Visitas de cães proporcionam momentos de alegria e descontração a idosos de um asilo em Blumenau

Publicado em 21/12/2017

Só quem tem um amigo de quatro patas para saber o amor e a alegria que eles proporcionam. Desde 2013, o´projeto TrapaPet realiza intervenções assistidas por cães com pacientes de Blumenau. A ideia diferenciada é desenvolvida pelos Trapamédicos, que há 11 anos realizam visitas em hospitais da cidade. Os palhaços conhecidos como "doutores em besteirologia" logo conquistaram a simpatia dos pacientes e profissionais de quatro instituições da cidade.

Em 2017, os quatro cães que foram treinados pela equipe impactaram mais de 110 idosos da Casa São Simeão, além de 70 pacientes da Ala Psiquiátrica do Hospital Santa Catarina, ambos em Blumenau (SC). E o resultado não poderia ser diferente: momentos de descontração, ambiente leve e acolhedor, além de muito amor em cada uma das visitas.

Marília Prado, voluntária desde o início do projeto, destaca que o objetivo do grupo é que tanto os animais quanto os voluntários estejam prontos para servir e levar um pouco de si para quem precisa. "Muitos idosos recebem visitas esporádicas e nem sempre a família está por perto. Os cães se tornam seus melhores amigos e a cada domingo que passamos com eles, sentimos que a rotina dessas pessoas ganha mais sentido, mais alegria", diz.

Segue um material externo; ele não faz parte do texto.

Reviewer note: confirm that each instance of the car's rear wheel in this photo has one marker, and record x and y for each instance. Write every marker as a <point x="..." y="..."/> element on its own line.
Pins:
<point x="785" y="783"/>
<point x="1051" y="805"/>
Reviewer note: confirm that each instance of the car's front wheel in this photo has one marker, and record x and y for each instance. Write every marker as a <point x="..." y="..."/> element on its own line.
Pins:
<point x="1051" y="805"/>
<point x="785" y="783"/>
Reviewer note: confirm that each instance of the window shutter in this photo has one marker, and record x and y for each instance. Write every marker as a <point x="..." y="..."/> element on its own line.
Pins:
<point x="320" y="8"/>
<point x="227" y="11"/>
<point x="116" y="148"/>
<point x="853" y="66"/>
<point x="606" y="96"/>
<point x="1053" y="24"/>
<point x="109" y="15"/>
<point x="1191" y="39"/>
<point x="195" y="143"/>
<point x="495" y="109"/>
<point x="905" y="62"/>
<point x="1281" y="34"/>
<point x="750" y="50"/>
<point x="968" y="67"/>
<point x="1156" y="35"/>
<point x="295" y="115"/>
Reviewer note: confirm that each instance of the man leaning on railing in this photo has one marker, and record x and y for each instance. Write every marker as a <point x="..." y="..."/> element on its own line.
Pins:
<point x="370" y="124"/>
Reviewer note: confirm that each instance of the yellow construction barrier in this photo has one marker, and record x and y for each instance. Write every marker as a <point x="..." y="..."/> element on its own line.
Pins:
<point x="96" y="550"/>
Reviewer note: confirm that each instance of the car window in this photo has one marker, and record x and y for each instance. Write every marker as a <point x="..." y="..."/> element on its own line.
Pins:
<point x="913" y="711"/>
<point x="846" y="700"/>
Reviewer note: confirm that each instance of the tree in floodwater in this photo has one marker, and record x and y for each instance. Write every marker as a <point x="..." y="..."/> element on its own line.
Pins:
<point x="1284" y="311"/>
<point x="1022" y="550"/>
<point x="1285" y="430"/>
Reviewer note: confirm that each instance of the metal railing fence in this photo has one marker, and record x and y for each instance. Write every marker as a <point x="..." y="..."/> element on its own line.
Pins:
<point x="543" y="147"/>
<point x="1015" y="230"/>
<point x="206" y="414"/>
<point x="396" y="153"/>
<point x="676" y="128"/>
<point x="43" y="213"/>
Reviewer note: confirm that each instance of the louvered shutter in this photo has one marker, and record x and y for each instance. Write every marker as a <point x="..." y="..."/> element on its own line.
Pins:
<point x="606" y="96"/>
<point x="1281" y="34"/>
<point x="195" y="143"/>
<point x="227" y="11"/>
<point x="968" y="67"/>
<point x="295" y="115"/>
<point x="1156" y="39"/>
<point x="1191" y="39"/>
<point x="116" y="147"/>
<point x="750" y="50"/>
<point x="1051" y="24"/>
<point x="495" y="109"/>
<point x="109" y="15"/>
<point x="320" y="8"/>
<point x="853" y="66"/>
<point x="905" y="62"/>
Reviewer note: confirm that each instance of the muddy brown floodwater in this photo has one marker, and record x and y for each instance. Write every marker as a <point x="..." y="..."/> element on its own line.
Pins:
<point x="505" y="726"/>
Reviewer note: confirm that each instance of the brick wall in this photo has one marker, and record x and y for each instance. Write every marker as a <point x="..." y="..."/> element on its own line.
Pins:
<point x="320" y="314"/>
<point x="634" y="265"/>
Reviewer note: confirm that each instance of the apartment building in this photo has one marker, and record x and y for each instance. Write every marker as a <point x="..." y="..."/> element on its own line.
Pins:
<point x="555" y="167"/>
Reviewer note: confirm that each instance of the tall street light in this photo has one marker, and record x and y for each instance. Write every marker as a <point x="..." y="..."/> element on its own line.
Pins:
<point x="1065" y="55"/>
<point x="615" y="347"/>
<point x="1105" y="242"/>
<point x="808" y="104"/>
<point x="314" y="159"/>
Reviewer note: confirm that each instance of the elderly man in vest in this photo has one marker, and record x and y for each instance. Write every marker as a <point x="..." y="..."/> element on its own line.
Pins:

Antes de iniciar a visita, cada animal passa por um intenso processo de treinamento, para que esteja apto a interagir com os idosos e pacientes. As visitas à Casa São Simeão, que ocorrem sempre aos domingos, são recheadas de alegria. "Eles já ficam esperando pela próxima data e nos pedem para voltar. Nem sempre é um momento fácil para os voluntários, porque vemos muitos idosos em situações difíceis, seja de saúde ou emocional. Deixamos um pouco de nós e dos pets e levamos um pouco deles, que nos recebem com amor e desejo de atenção", destaca Marília.

Para que um cão seja selecionado pelo TrapaPet, ele precisa atender a alguns requisitos. Deve ser dócil, castrado, ter entre um ano e meio e cinco anos e o tutor do animal também passa por treinamento antes de começar a visita. "É um trabalho muito sério, que exige dedicação. Prezamos por fazer o bem da melhor maneira e deixar um ambiente mais leve do que o encontramos ao chegar", finaliza a voluntária.